The data generated will help health educators in teaching the pregnant women to know how to attend for their personal hygiene for their healthful living and longevity. It will also help them to shun all the misconceptions about SMI negative attitude which contrast with the ideal.

In addition, the data generated on the attitude towards essential obstetric care will help the pregnant women attending MCH and TBA’s only to go to hospitals with skilled personals ,equipments and facilities on time for essential obstetric care immediately they noticed pregnancy complication danger signs at appropriate time without any delay for appropriate action

The study is also significant to child bearing women as an operational models in the sense that some theories and findings of the present study, such theory will be incorporated and adopted as operational model in the positive attitude and care due to its relevancy in Nigerian context.
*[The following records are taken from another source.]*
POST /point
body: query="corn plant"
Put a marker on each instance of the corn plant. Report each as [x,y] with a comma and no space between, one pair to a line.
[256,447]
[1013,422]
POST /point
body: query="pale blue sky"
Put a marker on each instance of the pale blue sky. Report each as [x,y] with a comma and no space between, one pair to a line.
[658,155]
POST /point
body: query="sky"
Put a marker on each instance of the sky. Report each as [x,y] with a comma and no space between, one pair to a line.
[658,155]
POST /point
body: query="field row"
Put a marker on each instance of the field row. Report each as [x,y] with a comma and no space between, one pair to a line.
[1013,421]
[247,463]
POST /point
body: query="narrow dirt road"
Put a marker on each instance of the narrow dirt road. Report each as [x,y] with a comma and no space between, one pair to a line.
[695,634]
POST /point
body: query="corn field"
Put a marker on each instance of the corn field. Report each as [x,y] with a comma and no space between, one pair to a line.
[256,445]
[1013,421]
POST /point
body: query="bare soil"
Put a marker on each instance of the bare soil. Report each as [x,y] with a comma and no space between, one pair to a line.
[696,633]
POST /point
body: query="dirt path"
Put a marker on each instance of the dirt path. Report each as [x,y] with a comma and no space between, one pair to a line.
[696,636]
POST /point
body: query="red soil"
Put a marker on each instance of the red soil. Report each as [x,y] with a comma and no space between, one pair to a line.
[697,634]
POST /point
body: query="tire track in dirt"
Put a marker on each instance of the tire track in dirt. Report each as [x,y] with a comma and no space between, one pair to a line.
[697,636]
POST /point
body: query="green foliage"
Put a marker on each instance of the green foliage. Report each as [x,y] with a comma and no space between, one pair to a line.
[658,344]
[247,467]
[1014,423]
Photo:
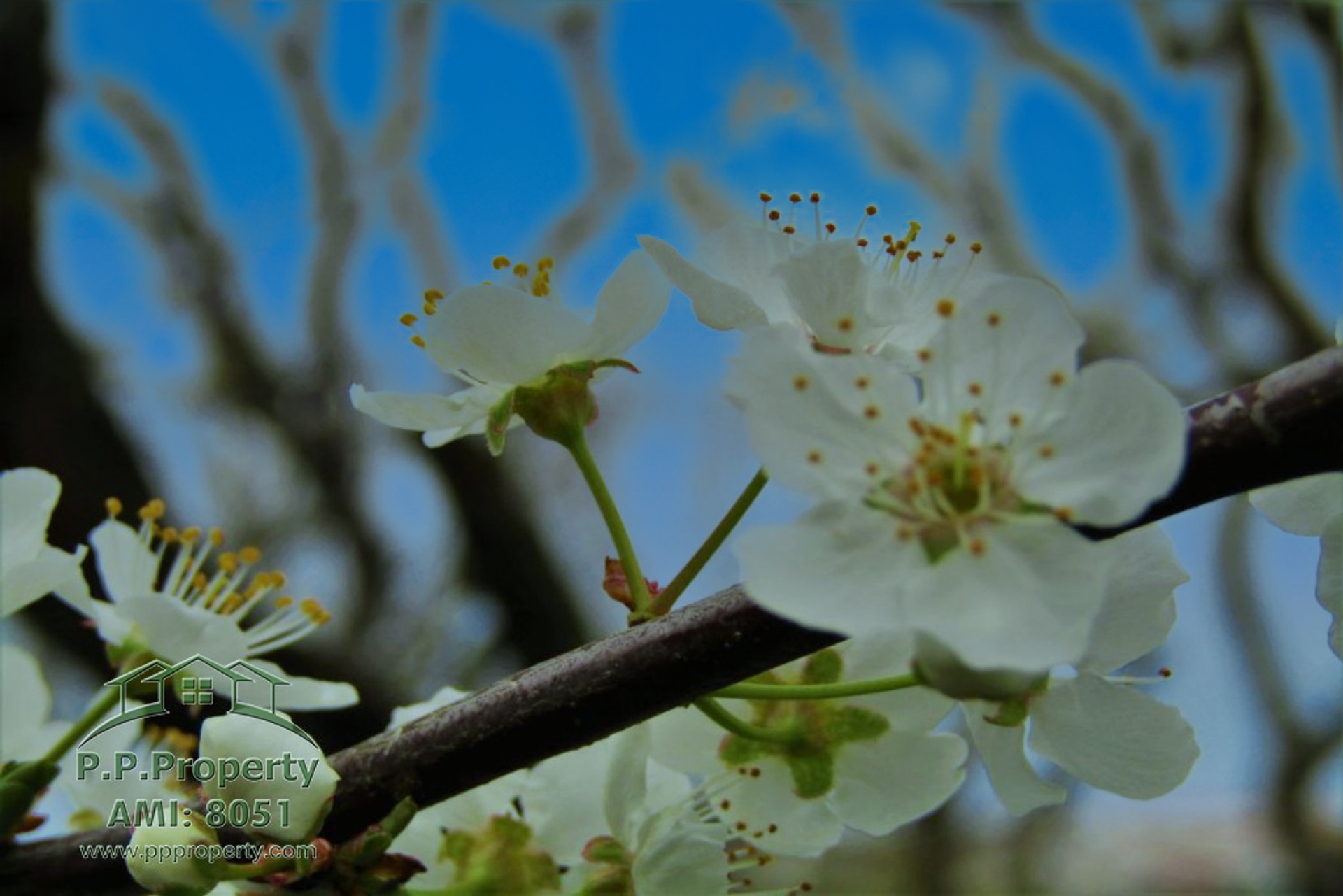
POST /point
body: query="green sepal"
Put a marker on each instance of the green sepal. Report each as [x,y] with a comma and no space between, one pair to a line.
[855,723]
[823,668]
[19,789]
[813,774]
[496,423]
Finally, within the field of public health education, maternal and child health, reproductive health in general and female reproductive health in particular, the data generated on attitude of pregnant women towards SMI and socio demographic factors like influence of level of education on pregnant women attitude towards SMI will be useful to all health educators, researchers, ministries of health and information and will augment the pool of available data in the field of reproductive health.

1.7 Scope of the Study

The study focused on effects of inadequate health care of pregnant women in Eruwa, Oyo state. The study examines the attitude of pregnant women towards Safe motherhood initiatives Eruwa. The study was limited to pregnant women in Eruwa only .The high MMM are more in rural communities. The location of Health facilities are far to their homes .Due to logistics problems they seem to patronized MCH and TBA’s closer to their homes only. They are quiet ignorant of the benefit of both secondary and tertiary institutions and the importance of difference between skilled and unskilled personal. They have little or no interest in attending teaching or federal medical centres which have skilled personals, equipments and facilities. Their attitude of patronising both TBA’s and MCH more leaves them with the negative interest to SMI, fate, high rate of MMM and attitude very contrast with the ideal are inimical to SMI positive attitude

The pregnant women were those who attended hospitals, Maternal and Child Health (MCH) and TBA’s clinics in Eruwa, Oyo Sate Nigeria .
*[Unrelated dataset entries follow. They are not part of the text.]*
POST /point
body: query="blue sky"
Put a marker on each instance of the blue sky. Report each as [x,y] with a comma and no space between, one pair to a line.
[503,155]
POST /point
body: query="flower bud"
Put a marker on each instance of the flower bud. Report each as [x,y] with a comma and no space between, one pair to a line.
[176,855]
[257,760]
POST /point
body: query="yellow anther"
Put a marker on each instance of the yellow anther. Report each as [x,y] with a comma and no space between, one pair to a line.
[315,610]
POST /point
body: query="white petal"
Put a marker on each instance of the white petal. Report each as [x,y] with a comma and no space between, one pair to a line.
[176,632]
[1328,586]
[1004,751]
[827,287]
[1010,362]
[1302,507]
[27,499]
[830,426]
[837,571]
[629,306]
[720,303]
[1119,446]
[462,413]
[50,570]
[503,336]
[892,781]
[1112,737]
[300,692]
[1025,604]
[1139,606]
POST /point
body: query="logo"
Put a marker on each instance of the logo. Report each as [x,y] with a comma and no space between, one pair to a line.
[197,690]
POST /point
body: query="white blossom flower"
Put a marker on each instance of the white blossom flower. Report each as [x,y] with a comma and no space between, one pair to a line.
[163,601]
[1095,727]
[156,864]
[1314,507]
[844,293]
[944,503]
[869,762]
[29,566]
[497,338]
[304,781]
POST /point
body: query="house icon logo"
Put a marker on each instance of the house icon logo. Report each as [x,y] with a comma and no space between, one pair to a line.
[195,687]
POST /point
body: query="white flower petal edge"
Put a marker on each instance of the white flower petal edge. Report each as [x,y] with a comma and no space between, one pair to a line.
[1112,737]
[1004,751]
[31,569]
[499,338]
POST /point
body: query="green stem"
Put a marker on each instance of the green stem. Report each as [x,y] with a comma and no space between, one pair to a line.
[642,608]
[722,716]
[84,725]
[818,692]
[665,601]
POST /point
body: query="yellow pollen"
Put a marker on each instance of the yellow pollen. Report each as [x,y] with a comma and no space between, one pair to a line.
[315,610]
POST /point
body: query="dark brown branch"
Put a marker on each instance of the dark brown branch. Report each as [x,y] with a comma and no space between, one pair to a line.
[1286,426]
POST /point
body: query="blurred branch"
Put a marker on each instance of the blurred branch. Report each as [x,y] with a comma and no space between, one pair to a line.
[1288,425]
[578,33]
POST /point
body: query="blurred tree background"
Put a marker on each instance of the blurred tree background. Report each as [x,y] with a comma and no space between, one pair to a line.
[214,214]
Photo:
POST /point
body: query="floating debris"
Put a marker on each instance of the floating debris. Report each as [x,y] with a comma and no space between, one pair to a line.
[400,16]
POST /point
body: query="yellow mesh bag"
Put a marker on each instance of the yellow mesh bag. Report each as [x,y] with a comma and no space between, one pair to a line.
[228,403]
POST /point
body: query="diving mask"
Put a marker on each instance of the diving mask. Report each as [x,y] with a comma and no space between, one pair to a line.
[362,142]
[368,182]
The components of health care and safe motherhood initiative which are covered include: prenatal/antenatal care, nutritional care, personal hygiene while pregnant, essential obstetric care, child care, attitude towards SMI based on level of education and null hypothesis postulated to verify pregnant women attitude towards SMI.

1.8 Research Methodology

In this research, the use of primary data (questionnaire) will be adopted.

Chi-Square statistics is used to investigate whether distributions of categorically variable differ from one and other. It will be deduced that there is significant difference in the effect of inadequate health care on pregnant women in our society which will affect us positively.

Chi-Square will be used in measuring the discrepancies between observed end expected values. This hypothesis shows that Chi-square analysis will enhance the significant difference in our society positively (+)


HEALTH CARE: Health care is a service provided to people or community by agents of the health service or profession for the purpose of promoting, maintaining, monitoring or restoring health.

MATERNAL HEALTH: This is the health of women during pregnancy, childbirth, and the post partum period.